Perhaps because he is at a university that receives huge amounts of government money, he forgets to mention that a gold standard also constrains fiscal policy of the government, too, as they don't dare just spend and spend, because borrowed money has to be paid back by raising taxes! And the spending had better be good, too, because if it isn't (like spending tax money for stupid crap like creating huge entitlement programs and, ummm, funding universities), then the gold will actually flow out of the country as foreigners get scared of our idiocy and take their money away, actually shrinking our money supply!
Therefore, under a gold standard, the government and the banks had to be smart and act smart. Now they don't. And obviously aren't.
If you want to see the real beauty of "gold as money" and the wonderful economic bliss that comes from it, then it is inferred when Mr. Wright brings up "the phenomenon of falling nominal wages."

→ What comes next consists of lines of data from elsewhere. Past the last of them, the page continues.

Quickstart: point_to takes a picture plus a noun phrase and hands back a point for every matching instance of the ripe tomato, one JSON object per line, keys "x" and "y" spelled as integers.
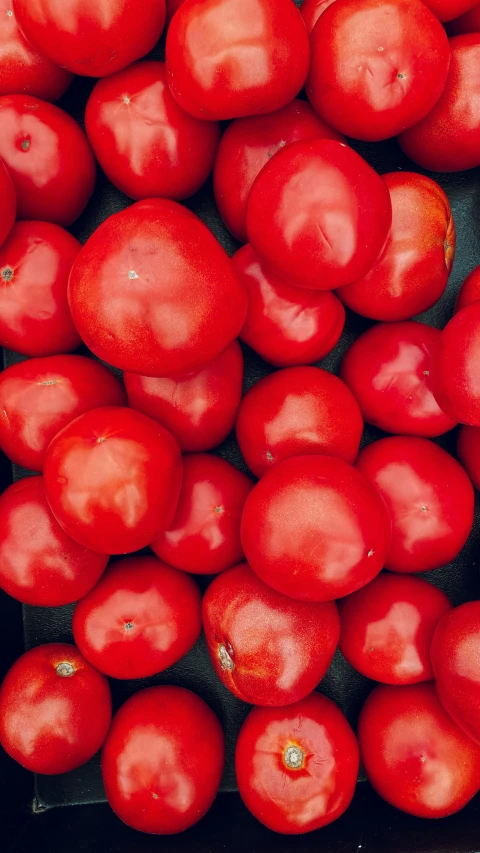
{"x": 266, "y": 648}
{"x": 318, "y": 214}
{"x": 315, "y": 529}
{"x": 112, "y": 479}
{"x": 231, "y": 58}
{"x": 143, "y": 139}
{"x": 40, "y": 396}
{"x": 55, "y": 709}
{"x": 154, "y": 293}
{"x": 388, "y": 370}
{"x": 39, "y": 563}
{"x": 414, "y": 755}
{"x": 89, "y": 38}
{"x": 163, "y": 759}
{"x": 429, "y": 497}
{"x": 204, "y": 536}
{"x": 297, "y": 411}
{"x": 387, "y": 628}
{"x": 141, "y": 618}
{"x": 245, "y": 148}
{"x": 297, "y": 766}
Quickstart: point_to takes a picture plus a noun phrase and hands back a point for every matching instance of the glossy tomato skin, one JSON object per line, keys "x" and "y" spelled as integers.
{"x": 204, "y": 536}
{"x": 267, "y": 648}
{"x": 40, "y": 396}
{"x": 112, "y": 479}
{"x": 315, "y": 793}
{"x": 198, "y": 409}
{"x": 163, "y": 759}
{"x": 388, "y": 625}
{"x": 387, "y": 369}
{"x": 153, "y": 292}
{"x": 314, "y": 529}
{"x": 429, "y": 497}
{"x": 298, "y": 411}
{"x": 232, "y": 58}
{"x": 145, "y": 143}
{"x": 318, "y": 214}
{"x": 414, "y": 755}
{"x": 55, "y": 709}
{"x": 141, "y": 618}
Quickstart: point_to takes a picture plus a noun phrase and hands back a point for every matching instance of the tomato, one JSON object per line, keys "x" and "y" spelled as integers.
{"x": 313, "y": 528}
{"x": 266, "y": 648}
{"x": 55, "y": 709}
{"x": 429, "y": 497}
{"x": 318, "y": 214}
{"x": 39, "y": 397}
{"x": 286, "y": 325}
{"x": 204, "y": 536}
{"x": 232, "y": 58}
{"x": 448, "y": 138}
{"x": 143, "y": 139}
{"x": 91, "y": 38}
{"x": 414, "y": 755}
{"x": 39, "y": 563}
{"x": 112, "y": 479}
{"x": 245, "y": 148}
{"x": 296, "y": 411}
{"x": 152, "y": 291}
{"x": 387, "y": 628}
{"x": 141, "y": 618}
{"x": 388, "y": 370}
{"x": 163, "y": 759}
{"x": 297, "y": 766}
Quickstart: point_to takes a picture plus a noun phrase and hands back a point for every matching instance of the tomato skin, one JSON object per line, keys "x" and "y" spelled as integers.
{"x": 164, "y": 741}
{"x": 388, "y": 625}
{"x": 51, "y": 723}
{"x": 429, "y": 497}
{"x": 318, "y": 214}
{"x": 387, "y": 369}
{"x": 297, "y": 801}
{"x": 40, "y": 396}
{"x": 415, "y": 756}
{"x": 298, "y": 411}
{"x": 112, "y": 479}
{"x": 204, "y": 536}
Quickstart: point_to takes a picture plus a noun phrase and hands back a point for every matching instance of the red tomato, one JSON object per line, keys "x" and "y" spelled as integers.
{"x": 39, "y": 563}
{"x": 141, "y": 618}
{"x": 245, "y": 148}
{"x": 415, "y": 756}
{"x": 286, "y": 325}
{"x": 55, "y": 709}
{"x": 154, "y": 293}
{"x": 143, "y": 140}
{"x": 297, "y": 411}
{"x": 231, "y": 58}
{"x": 429, "y": 498}
{"x": 90, "y": 38}
{"x": 112, "y": 479}
{"x": 388, "y": 370}
{"x": 315, "y": 529}
{"x": 413, "y": 270}
{"x": 387, "y": 628}
{"x": 163, "y": 759}
{"x": 297, "y": 766}
{"x": 48, "y": 157}
{"x": 40, "y": 396}
{"x": 266, "y": 648}
{"x": 318, "y": 214}
{"x": 204, "y": 536}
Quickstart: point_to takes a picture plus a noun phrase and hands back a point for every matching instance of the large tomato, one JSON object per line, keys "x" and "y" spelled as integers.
{"x": 153, "y": 292}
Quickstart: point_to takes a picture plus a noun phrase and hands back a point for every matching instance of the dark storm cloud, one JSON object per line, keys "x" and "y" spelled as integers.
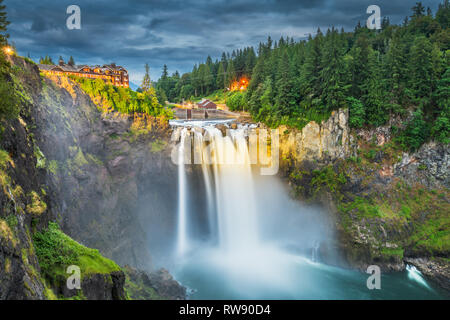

Note the use of the word "nominal" wages, which merely means wages expressed as a strict dollar amount (such as dollars per hour). "Real"
wages, on the other hand, means nominal wages expressed in terms of inflation-adjusted buying power, which is experienced as rising prices.
I mean, if your income doubles, but all prices double, too, then you are not better off, are you? No.
But if your income stays the same and prices go down, then you ARE better off, right? Of course you are! Welcome to the gold standard!
The "problem" Mr. Wright refers to is that the gold standard was so successful that "Many of the conflicts between labor and factory owners in the 1800s had more to do with adjusting workers' wages downward in line with the overall price level than they did with owner-inspired greed, as is popularly perceived."
Aha! In short, thanks to our money being gold, the standard of living of the country was increasing! People's lives were getting better! And they had more! And they bought more, although their nominal wages were exactly the same! And in fact, things were so good that the workers were becoming overpaid! Overpaid labor! What a Utopia!
And so who is so evil, so dastardly, so despicable as to screw with such a successful system?
Note the dark and gloomy soundtrack of wolves howling and the distant screams of people being eaten alive. The banks and the government! It's always the damned banks and the damned government!